Eserleri sayısız sanat menşeli kelimelerle örülmüştür. Bir kimyacı gibi bakar, astrnom gibi bakar, matematikçi gibi bakar, felsefeci gibi bakar, estetikçi gibi bakar, bakar bakar… O kadar çok bakma şekilleri var ki, onları denetlemek ve Bakmak fiili etrafındaki kıyameti görmek ayrı bir iş. ”Senürihim ayatuna el afaku vel enfüs” diyor otuz üç pencereden bakıyor. Binlerce pencere onlar. Büyük dediğimiz ve gölgesinde yattığımız adamlar büyük adamlar yetiştirip Bediüzzaman algısını değiştirmeliydiler. Büyüklüklerine söz yok, ortada büyük tezleri olan büyük gayret. Abideleri gelmemiş, çile çekmişler ama neşriyatın kurtulması için ama o neşriyatın ibda ettiği adamlar olmalıydı.
Bu kadar çok sanat kelimesini ondan doğan Sani, masnu, masnuat, tenasüb, en az yüz sanat menşeli kelime… Bunları taramak ortaya sanat kelimesine getirdiği boyutları ortaya koymak ayrı bir iş. Büyük sanat ve düşünce adamlarımızın hayatı onun dünya ve kainata bakış açıları yanında çok sönük kalır. Ama o gündelik hayatı kurtarmak gibi asgari bir iddianın peşinde olduğu söylenemez, onun kurtarmak istediği hayatın boyutları da ayrı bir konu. Hayat karşısında Bediüzzaman… Bunun da çok kelimeleri boyutları var. Tabiat hayatının denetimi ve ifadesi onun eserlerinin büyük bir boyutu, baktığı canlıların nesnelerin, olayların, insan tiplerinin, karakterlerinin izahı çok daha derin bir boyut. Hiç bakmadan yürümemiş ki, bak kelimesinin taranması onun nasıl baktığının okyanusu.
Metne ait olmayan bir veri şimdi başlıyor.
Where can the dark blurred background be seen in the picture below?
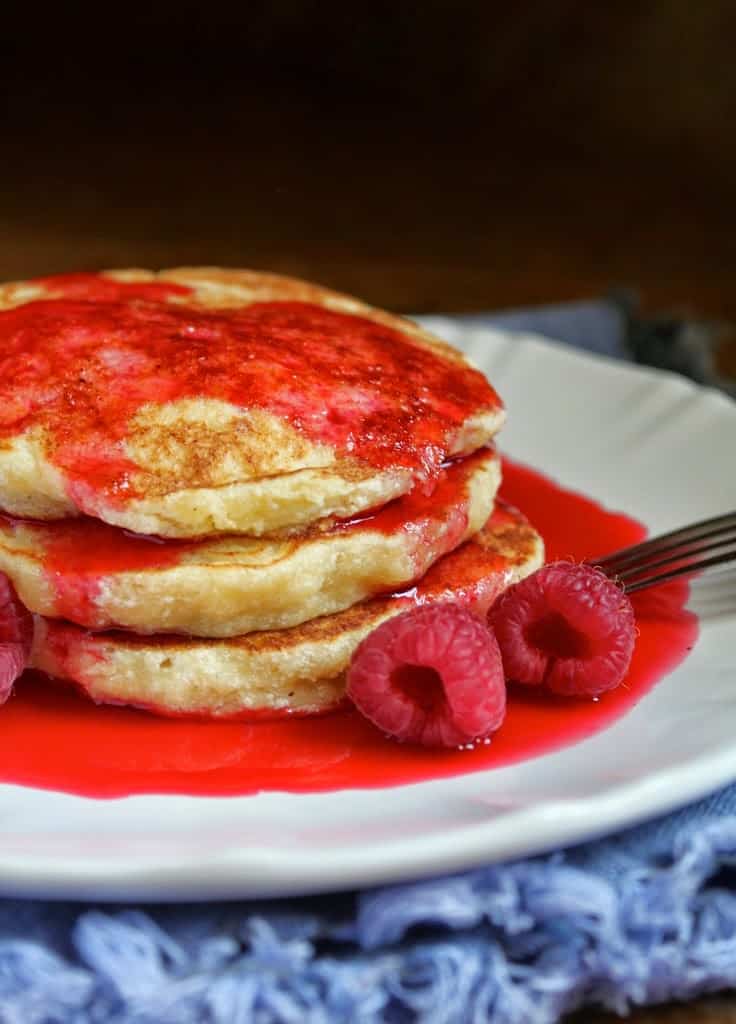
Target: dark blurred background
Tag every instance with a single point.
(425, 156)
Bir de ittifak kelimesi var, bir araya gelmek. Namaz kılmak için değil, birşeyler yapmak için bir araya gelmek. Kazma ile yol kazan işçilerin yaptığı gibi bir şeyi kazmak ortaya bir şeyler çıkarmak. Bu ittifak kelimesi de bir okyanus, onunla ilgili çok sözleri, denetimleri, gözlemleri var. Bu üç kelimeye dikkat çekmek isterim ama çok ciddi bir tarama gerektirir. Hayırlısı… Bediüzzaman’ın sanat, marifet mektebinin devamlı öğrencileri olmalı, mesai saatleri olmalı, çalışmalarının dökümü olmalı, sürekli yayınlanmalı. Bekleyelim…
Bir şiir:
İlahi kızılcık
İlk yemişini bu sene verdi,
Kızılcık,
Üç tane;
Bir daha seneye beş tane verir;
Ömür çok,
Bekleriz;
Ne çıkar?
İlâhi kızılcık!
Garib Orhan Veli’nin baktığı kesin ama keşke bakmasını birisi ona öğretseydi.
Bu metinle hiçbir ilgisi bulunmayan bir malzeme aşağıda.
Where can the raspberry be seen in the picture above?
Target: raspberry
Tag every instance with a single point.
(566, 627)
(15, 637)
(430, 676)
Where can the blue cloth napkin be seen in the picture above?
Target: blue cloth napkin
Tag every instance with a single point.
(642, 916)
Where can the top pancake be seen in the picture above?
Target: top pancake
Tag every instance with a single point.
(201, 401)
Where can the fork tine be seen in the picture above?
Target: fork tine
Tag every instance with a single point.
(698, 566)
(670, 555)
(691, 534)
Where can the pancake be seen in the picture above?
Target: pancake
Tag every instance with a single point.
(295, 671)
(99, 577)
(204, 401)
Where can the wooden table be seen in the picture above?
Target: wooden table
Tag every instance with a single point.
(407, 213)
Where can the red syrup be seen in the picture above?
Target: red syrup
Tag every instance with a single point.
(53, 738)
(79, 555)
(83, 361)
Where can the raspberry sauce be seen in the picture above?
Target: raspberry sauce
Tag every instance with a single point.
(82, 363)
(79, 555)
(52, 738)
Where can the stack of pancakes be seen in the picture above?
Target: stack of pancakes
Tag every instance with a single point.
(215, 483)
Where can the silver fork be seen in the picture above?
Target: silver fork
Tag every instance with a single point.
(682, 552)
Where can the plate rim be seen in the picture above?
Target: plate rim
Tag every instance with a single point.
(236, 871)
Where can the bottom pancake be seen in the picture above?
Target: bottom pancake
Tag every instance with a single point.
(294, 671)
Küfür, hakaret, rencide edici cümleler veya imalar, inançlara saldırı içeren, imla kuralları ile yazılmamış,
Türkçe karakter kullanılmayan ve BÜYÜK HARFLERLE yazılmış yorumlar
Adınız kısmına uygun olmayan ve saçma rumuzlar onaylanmamaktadır.
Anlayışınız için teşekkür ederiz.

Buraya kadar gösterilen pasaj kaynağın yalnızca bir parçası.